If Pierce prefers to keep Parker in the second-unit role, though, he could lean harder into Atlanta’s youth movement identity, sliding rookie wing De’Andre Hunter up to power forward, Cam Reddish to small forward, and moving a reserve like DeAndre’ Bembry or Kevin Huerter (who’s still on a minutes restriction) into the starting backcourt alongside Young.

Pierce could also go in the opposite direction—tapping my Ringer colleague/42-year-old gentleman Vince Carter as a starter alongside Hunter, with the offense moving more toward pick-and-pop play with an aging jump-shooter in place of a young dive man like Collins. But neither going young or old seems like it would be a boon for the Hawks’ odds of making a one-year-early bid for a postseason spot in the perpetually watered-down East; FiveThirtyEight’s latest projections now give Atlanta just a 7 percent shot at making the playoffs.

Perhaps more notable than the suspension’s impact on the Hawks, though, is the fact that Collins is the third NBA player in less than three months to receive a first strike (and 25-game ban) for violating the antidrug policy. He joins Nets forward Wilson Chandler, who tested positive for the growth hormone ipamorelin in August, and Suns center Deandre Ayton, who two weeks ago tested positive for a diuretic that is often used to mask evidence of the use of other banned performance enhancers.
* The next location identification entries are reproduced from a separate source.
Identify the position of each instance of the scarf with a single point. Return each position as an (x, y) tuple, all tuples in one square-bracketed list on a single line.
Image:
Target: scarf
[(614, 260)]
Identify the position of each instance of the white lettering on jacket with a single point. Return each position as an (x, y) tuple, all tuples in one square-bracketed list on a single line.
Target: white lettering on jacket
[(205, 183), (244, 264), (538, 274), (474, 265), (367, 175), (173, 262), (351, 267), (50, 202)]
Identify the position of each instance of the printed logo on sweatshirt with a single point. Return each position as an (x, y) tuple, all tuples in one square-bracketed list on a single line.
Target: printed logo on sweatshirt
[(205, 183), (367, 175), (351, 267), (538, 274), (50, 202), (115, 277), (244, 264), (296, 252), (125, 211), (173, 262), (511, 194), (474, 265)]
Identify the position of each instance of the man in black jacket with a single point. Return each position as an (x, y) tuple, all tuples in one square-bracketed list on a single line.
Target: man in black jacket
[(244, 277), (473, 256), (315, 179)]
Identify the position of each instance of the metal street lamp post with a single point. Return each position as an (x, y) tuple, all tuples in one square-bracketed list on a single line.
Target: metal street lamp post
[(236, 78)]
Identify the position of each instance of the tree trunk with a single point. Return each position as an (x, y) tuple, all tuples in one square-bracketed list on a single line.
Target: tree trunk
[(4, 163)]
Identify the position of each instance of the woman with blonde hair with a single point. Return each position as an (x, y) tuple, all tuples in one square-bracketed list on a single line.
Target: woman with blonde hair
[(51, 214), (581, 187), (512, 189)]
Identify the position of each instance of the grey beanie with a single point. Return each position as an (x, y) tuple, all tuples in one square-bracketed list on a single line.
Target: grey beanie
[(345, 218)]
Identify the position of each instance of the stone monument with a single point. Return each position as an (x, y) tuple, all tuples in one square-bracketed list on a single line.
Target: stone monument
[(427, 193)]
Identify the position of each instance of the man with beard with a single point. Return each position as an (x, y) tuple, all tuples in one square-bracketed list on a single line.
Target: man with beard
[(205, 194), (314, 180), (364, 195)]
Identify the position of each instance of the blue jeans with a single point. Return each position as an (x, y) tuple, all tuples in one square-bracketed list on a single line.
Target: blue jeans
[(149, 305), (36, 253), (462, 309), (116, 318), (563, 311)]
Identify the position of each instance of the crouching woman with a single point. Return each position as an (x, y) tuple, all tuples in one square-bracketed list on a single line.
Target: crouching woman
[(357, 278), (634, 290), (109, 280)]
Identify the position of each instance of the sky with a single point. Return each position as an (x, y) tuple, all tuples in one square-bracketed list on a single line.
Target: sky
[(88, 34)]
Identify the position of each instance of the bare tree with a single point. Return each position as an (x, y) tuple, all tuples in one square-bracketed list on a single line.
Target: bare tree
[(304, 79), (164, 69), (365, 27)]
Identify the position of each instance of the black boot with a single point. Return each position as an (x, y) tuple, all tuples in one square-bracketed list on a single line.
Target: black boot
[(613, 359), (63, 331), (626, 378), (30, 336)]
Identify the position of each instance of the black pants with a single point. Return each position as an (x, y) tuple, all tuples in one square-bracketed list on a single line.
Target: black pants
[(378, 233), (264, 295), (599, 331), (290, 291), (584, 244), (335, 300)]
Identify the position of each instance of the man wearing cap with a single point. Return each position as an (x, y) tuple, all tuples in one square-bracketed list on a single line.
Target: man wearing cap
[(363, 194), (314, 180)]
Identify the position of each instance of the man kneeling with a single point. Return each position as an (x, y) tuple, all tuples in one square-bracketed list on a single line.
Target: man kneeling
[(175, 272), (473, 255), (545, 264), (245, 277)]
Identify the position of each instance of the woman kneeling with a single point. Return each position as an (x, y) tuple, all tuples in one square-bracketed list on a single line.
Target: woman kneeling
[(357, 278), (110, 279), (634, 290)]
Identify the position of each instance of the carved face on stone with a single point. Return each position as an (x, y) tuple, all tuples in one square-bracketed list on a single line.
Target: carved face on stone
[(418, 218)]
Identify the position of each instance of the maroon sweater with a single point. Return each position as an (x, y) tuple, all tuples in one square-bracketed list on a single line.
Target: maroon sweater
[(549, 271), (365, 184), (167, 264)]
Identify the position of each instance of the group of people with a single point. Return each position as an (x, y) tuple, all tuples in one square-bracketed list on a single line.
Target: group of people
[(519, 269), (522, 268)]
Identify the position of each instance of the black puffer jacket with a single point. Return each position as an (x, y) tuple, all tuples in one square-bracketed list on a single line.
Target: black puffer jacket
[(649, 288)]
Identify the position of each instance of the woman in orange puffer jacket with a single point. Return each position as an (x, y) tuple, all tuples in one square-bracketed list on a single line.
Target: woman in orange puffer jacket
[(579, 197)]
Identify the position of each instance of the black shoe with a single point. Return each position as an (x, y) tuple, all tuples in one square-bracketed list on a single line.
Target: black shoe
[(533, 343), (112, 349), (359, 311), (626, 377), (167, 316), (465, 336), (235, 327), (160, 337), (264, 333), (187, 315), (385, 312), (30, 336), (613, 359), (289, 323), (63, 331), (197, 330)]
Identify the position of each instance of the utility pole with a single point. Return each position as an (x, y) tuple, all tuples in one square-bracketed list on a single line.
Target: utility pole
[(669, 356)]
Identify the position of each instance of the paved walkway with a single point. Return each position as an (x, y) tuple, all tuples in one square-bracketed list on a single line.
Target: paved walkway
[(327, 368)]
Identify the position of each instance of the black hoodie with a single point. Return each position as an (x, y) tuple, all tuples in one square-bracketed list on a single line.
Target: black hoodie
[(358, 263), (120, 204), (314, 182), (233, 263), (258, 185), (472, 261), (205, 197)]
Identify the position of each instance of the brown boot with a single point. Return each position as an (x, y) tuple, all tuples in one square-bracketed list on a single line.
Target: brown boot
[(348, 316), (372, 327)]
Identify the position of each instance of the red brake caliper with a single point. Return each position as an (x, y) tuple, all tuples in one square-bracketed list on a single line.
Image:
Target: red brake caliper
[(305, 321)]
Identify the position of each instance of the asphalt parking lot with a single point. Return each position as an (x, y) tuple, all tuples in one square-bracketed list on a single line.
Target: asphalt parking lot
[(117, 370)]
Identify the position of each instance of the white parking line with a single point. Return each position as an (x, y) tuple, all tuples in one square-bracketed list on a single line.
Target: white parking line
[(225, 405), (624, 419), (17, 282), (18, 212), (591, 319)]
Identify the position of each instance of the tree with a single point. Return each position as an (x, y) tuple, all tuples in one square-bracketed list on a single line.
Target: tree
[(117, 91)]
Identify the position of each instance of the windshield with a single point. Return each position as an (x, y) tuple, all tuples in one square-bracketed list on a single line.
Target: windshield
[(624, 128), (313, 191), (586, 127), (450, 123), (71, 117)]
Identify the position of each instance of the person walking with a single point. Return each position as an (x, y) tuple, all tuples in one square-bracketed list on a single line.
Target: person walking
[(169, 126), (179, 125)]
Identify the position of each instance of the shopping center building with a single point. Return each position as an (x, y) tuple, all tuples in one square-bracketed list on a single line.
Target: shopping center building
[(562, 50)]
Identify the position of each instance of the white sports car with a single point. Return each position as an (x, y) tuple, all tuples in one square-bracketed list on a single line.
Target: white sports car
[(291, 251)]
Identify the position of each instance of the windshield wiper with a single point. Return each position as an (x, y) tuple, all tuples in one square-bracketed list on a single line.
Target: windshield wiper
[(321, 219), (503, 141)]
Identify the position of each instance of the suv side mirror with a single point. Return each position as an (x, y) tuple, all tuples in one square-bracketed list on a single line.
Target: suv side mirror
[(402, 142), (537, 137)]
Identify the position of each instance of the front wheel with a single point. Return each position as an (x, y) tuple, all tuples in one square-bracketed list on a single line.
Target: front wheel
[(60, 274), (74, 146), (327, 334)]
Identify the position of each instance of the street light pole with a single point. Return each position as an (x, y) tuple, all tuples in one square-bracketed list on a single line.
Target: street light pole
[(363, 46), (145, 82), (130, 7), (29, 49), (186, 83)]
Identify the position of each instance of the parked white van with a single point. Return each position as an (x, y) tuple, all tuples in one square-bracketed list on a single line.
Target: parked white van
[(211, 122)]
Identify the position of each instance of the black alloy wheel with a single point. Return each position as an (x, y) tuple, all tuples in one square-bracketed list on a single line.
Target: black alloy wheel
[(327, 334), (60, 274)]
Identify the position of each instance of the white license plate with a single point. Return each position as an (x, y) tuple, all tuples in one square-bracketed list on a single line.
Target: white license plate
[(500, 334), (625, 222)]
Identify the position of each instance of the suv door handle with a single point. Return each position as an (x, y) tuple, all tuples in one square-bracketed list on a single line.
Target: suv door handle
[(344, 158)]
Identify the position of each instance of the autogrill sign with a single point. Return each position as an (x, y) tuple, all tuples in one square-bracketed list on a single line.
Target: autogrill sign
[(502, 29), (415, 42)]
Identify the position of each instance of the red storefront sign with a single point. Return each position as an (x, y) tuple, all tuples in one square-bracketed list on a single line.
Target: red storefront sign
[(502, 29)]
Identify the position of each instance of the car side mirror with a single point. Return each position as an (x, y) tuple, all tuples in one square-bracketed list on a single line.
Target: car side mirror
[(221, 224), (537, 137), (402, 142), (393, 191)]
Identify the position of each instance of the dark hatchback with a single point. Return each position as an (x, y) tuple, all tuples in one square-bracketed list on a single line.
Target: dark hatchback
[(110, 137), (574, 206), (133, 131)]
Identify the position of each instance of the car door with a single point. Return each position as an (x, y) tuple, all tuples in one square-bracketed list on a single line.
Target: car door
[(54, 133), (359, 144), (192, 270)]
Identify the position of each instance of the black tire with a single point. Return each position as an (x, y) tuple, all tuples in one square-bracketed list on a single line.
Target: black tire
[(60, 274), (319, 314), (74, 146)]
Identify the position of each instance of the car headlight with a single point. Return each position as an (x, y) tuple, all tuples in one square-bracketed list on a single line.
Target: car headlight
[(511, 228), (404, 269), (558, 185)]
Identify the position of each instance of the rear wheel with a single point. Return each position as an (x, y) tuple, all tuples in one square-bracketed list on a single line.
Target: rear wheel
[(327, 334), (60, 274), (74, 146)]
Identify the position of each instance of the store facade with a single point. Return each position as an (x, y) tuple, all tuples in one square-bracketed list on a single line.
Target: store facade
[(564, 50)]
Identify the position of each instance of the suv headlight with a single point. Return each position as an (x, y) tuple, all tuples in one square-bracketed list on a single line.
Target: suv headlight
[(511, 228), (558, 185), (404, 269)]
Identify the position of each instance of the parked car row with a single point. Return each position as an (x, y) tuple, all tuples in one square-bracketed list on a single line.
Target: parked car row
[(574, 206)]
PED suspensions have been relatively rare in the NBA, with only a dozen or so players getting dinged since Don MacLean became the first back in 2000. In the past two seasons, the only players to get caught were Joakim Noah in March 2017 and Jodie Meeks in April 2018. Three players getting popped in three months is, in the words of NBA executive turned ESPN analyst Bobby Marks, “unprecedented.” The possibility of a new precedent in drug testing in a league that has avoided PED scandals like the ones that rocked baseball, but where there’s always been some whispering about who might be taking what, is noteworthy. Is this a random concentration of violations, a coin landing on heads three straight times? Or is it something else?

Maybe the NBA’s testing has improved; maybe a few more players than normal have been trying to gain an edge, and are paying the price for it. The key point, though, is who is paying it. Nobody notices all that much when a fringe rotation player like Meeks or Nick Calathes, or an aging player like Hedo Turkoglu or Noah, tests positive, because those players don’t occupy a significant role in the day-to-day dialogue that surrounds the NBA. Ditto for Chandler, a veteran who was rehabilitating an injury before trying to carve out a spot in the Nets’ rotation this season.

But it’s a little harder to frame PED use as the province of also-rans trying to keep up with the Joneses when the last two violators are last year’s no. 1 overall draft pick and a player tipped by some as a potential first-time All-Star this season. That’s going to arch some more eyebrows. What will the NBA—and the NBA’s fans—do if the next guilty party is a present-tense superstar with a marquee name?

We’re not there yet, and it’s possible we never will be. Chandler, Ayton, and now Collins all getting suspended in short order, though, is enough to make you wonder whether the sound you’re hearing is a blip on the radar or an alarm bell just starting to ring.